Considerato che la storia narrata è vista e descritta con gli occhi di una bambina sarebbe opportuno che, proprio per questo, sia offerta agli studenti per una ormai sempre più necessaria diffusione e crescita culturale, è d’accordo?

Sono d’accordo. D’altronde succede già in molte scuole dove mi chiamano ogni giorno per andare a presentare il libro agli studenti. C’è da parte degli insegnanti e degli studenti una grande voglia di capire.

Nelle manifestazioni sociali attuali riscontra tracce di difesa delle libertà, di presa di coscienza e di necessarie azioni coraggiose?

Stiamo vivendo un momento gravissimo, in cui si rischia la terza guerra mondiale. E forse ci siamo già dentro, come ha detto il papa. Importantissimo in questo momento cruciale tenere desta la capacità di ragionare, di agire con coscienza e responsabilità. Per esempio il voto.

Mi dispero quando vado nelle scuole e sento molti giovani che dichiarano quasi con orgoglio che non andranno a votare. Il voto non è un dovere ma un diritto che dovremmo difendere con le unghie e coi denti, e invece non ce ne curiamo.

Dovremmo ricordare come per secoli gli amanti della democrazia si sono battuti disperatamente per ottenere il diritto di voto. Una democrazia in cui il 60% degli aventi diritto non vota, rischia gravi pericoli.

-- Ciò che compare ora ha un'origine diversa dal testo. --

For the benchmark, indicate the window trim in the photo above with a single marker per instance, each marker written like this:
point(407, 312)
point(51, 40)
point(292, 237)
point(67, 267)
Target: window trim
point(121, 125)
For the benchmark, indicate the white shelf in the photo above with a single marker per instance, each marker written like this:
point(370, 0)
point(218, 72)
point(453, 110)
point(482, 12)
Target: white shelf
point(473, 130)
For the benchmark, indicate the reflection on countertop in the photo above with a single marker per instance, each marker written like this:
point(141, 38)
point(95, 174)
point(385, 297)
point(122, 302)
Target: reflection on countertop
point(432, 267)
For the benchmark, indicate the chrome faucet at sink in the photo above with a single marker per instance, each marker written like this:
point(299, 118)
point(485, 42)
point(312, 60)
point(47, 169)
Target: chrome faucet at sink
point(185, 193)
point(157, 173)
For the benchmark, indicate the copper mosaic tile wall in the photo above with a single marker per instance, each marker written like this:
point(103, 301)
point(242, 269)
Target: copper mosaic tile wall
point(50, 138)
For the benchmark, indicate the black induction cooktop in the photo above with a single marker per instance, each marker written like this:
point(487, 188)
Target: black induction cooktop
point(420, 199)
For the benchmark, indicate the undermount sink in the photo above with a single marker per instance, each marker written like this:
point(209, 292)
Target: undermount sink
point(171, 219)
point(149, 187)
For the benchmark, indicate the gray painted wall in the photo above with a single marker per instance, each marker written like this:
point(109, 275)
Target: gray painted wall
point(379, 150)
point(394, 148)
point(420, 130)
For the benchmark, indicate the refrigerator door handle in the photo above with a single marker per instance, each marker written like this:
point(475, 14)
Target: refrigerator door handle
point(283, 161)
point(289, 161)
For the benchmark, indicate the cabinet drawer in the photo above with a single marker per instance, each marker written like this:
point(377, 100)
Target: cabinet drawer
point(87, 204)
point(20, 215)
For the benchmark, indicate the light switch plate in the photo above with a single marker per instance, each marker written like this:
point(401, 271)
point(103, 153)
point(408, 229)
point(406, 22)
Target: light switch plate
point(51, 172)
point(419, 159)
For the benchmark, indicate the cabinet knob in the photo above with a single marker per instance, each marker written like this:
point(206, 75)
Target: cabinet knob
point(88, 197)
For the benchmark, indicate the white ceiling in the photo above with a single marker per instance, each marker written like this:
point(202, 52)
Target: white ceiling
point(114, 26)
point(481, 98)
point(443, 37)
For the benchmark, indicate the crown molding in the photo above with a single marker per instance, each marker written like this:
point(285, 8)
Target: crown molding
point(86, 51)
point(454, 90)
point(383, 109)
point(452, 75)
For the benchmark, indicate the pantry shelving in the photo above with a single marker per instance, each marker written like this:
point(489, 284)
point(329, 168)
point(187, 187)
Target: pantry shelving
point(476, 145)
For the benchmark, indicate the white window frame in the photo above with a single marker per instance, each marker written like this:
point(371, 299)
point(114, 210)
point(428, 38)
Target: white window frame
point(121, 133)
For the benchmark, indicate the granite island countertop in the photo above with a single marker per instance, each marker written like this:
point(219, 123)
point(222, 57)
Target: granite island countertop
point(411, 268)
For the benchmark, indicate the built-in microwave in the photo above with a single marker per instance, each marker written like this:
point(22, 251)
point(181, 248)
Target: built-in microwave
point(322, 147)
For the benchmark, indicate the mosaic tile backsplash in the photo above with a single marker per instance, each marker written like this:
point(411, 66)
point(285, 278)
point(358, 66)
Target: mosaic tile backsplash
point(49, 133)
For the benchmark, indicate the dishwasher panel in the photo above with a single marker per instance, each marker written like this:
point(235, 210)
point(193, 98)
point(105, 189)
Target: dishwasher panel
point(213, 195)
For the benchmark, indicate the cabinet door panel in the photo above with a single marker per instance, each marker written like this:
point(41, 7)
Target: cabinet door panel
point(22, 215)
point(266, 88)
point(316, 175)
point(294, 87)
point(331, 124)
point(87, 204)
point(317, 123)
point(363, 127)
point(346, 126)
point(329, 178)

Come si possono combattere, contrastare e superare gli ostacoli che la politica, ad esempio, sembra voglia continuare a far subire anche ai giovani per mantenere un controllo sistemico?

Basterebbe come ho detto votare con coscienza. So che la politica è poco amata in questo momento, ma la democrazia si basa sul consenso e come raccogliere il consenso se non ci si pronuncia secondo i nostri diritti e i nostri interessi?

La democrazia, per quanto conflittuale, per quanto confusionaria, è la forma più giusta di governo. Nella democrazia la libertà è garantita dalle istituzioni: il governo, la magistratura, la polizia, l’esercito, il sistema sanitario, la ricerca, i media, debbono esseri liberi di parlare e controllarsi l’un l’altro.

Quando diventano tutte dipendenti da una sola autorità abbiamo la dittatura e significa la fine della libertà di pensiero, di parola, di movimento. Troppi Paesi ancora nel mondo vivono sotto una dittatura che coltiva l’ignoranza, l’autoritarismo e la sistematica repressione della critica politica, sociale e culturale, per non parlare delle donne che vengono viste come nemiche pericolose da tenere sotto chiave.

Dovremmo difendere con tutte le nostre forze la democrazia. Eppure in questo momento sembra che tutti vogliano distruggerla.

Dacia Maraini, lei ritiene che la pedagogia moderna e, conseguentemente il corpo docente, si debbano ora più che mai porsi il fine di esaltare i veri valori di ciascuno già all’interno della scuola per un’autentica crescita culturale generale?

Sì, la scuola dovrebbe insegnare, oltre alla storia, la matematica, la lingua, un sistema di valori che abbiamo costruito nel dopoguerra e che deriva da quelle due belle conquiste che sono la Costituzione e la democrazia. Io proporrei delle lezioni sui diritti civili e naturalmente qualcosa sulla educazione ai sentimenti e ai rapporti umani.